The community where Bateman and those he claims as wives reside has recently undergone major shifts, but for decades it was a stronghold of The Fundamentalist Church of Jesus Christ of Latter-day Saints, a polygamist offshoot of The Church of Jesus Christ of Latter-Day Saints, widely known as the Mormon Church. Polygamy is a legacy of the early teachings of the mainstream church, but it abandoned the practice in 1890 and now strictly prohibits it.

The offshoot group, known by its acronym FLDS, garnered nationwide attention more than a decade ago when federal authorities pursued charges against its leader, Warren Jeffs, for child sexual abuse related to underage marriages.

[Read more: He told FLDS followers that Warren Jeffs was dead. Then, Samuel Bateman said he was their prophet now.]

Bateman is a former member of The Fundamentalist Church of Jesus Christ of Latter-day Saints who started his own breakaway group several years ago after Jeffs was sent to prison.

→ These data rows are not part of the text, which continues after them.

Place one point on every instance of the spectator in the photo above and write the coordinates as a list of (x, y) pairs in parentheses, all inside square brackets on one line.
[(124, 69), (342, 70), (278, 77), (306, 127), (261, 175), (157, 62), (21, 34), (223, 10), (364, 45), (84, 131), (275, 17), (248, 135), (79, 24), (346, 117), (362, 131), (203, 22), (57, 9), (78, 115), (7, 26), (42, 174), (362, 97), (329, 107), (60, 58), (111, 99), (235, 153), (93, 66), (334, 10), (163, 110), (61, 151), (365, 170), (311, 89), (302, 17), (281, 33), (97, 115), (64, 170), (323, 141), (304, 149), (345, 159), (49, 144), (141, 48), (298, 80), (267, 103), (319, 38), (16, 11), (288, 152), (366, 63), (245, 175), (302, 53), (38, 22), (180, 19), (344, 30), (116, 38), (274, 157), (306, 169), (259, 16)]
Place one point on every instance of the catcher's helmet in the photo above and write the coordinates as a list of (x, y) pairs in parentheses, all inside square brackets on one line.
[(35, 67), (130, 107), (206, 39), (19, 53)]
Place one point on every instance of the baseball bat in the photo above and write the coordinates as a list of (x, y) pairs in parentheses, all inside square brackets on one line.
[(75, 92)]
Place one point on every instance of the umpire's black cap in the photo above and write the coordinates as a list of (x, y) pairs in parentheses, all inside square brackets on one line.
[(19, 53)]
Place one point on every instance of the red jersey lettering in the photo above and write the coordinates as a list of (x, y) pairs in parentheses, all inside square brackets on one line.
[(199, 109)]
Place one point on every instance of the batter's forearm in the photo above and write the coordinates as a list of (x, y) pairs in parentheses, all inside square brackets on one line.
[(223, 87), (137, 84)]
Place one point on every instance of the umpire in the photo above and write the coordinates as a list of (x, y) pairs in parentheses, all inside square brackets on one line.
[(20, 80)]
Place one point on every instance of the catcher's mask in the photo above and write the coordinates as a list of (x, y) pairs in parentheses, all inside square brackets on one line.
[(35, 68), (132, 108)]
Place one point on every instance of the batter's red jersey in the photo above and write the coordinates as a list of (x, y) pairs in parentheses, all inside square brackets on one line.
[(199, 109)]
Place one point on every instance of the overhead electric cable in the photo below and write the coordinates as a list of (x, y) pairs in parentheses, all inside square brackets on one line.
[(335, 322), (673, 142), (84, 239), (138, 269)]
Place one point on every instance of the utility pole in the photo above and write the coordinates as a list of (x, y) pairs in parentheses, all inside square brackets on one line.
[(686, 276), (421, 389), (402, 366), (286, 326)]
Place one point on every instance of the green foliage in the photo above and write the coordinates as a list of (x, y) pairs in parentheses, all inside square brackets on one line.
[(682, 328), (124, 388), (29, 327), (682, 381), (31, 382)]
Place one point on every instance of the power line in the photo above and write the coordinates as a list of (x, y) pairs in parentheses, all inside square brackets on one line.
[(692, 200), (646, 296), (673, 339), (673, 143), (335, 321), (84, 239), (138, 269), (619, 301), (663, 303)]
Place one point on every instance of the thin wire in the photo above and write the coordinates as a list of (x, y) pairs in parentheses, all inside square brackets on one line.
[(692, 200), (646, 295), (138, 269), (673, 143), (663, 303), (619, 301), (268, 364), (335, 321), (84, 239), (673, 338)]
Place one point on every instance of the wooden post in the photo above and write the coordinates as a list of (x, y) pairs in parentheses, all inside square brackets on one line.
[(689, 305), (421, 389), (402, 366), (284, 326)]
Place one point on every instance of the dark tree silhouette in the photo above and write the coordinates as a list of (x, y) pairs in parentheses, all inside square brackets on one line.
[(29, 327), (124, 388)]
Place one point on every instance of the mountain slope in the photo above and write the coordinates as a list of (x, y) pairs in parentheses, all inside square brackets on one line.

He was once among Jeffs’ most trusted followers, but Jeffs denounced Bateman in a written revelation sent to his followers from prison, investigator Sam Brower, who has spent years following the group, told The Associated Press this year.

Bateman now faces federal evidence tampering and state child abuse charges. About two weeks ago, Bistline, Barlow and Johnson were charged in federal complaints with helping eight children placed in foster care after Bateman’s arrest to flee their assigned homes.

Though federal prosecutors claimed in the women’s original charging documents that Bateman had taken some of the girls in question as child brides, they haven’t filed charges relating to abuse or underage marriages. The U.S. Attorney’s Office did not immediately respond to questions about whether additional charges would be filed.

[Read more: What happened to Bateman’s underage wives since he was arrested]

Authorities allege in court documents in the overlapping cases, however, that Bateman orchestrated sexual acts involving minors and gave wives as gifts to male followers. The men supported Bateman financially and gave him their own wives and young daughters as wives.

They also allege that Bateman would demand followers confess publicly to any indiscretions and later share those confessions widely. He claimed punishments, which ranged from a time out to public shaming and sexual activity, came from the Lord, prosecutors allege.

— The Salt Lake Tribune contributed to this report.